The car radio told him that eight bodies had been dug from the shed so far. Momentarily, he tinkered with the idea of driving straight to the scene and announcing that he had been assigned, but the homicide division was not yet an anarchy—although it sometimes seemed so—and he drove on toward the downtown office. The newscaster went on to say that Houston officers had shot and killed two men the night before, another dark cloud on the coming day. The hours following such unfortunate events were always hectic, with statements and counterstatements in triplicate and quadruplicate and witnesses trooping in and out and assistant district attorneys demanding all sorts of information, including the shoe sizes of the victims and the drinking habits of the officers involved.
“Some days it doesn’t pay to breathe,” he told his partner, Jack Hamel, when they met in the office.

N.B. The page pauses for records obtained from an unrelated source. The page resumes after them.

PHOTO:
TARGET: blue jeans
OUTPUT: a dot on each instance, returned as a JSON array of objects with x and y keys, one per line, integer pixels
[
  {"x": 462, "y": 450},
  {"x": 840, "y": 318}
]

“You don’t know the half of it,” Hamel said. “They’ll be callin’ us over to CID any minute. Gotta take a statement from somebody.”
CID was the intelligence center of the police department, the unit that kept track of radicals, subversives, “Comsymps” and other potential blots on the commonweal. Other policemen called the CID agents “superspooks.” “That’s the place where they have a voice-activated door,” a detective described it. “You have to use a code to get in. You say something like ‘F-23’ and the door opens. A strange group of folks! None of ’em have names. They all have numbers. Weird!”
Jim Tucker glanced around the homicide bullpen and noticed that every light on the telephone consoles was blinking and several detectives were answering calls frenetically. “What’s going on?” Tucker asked.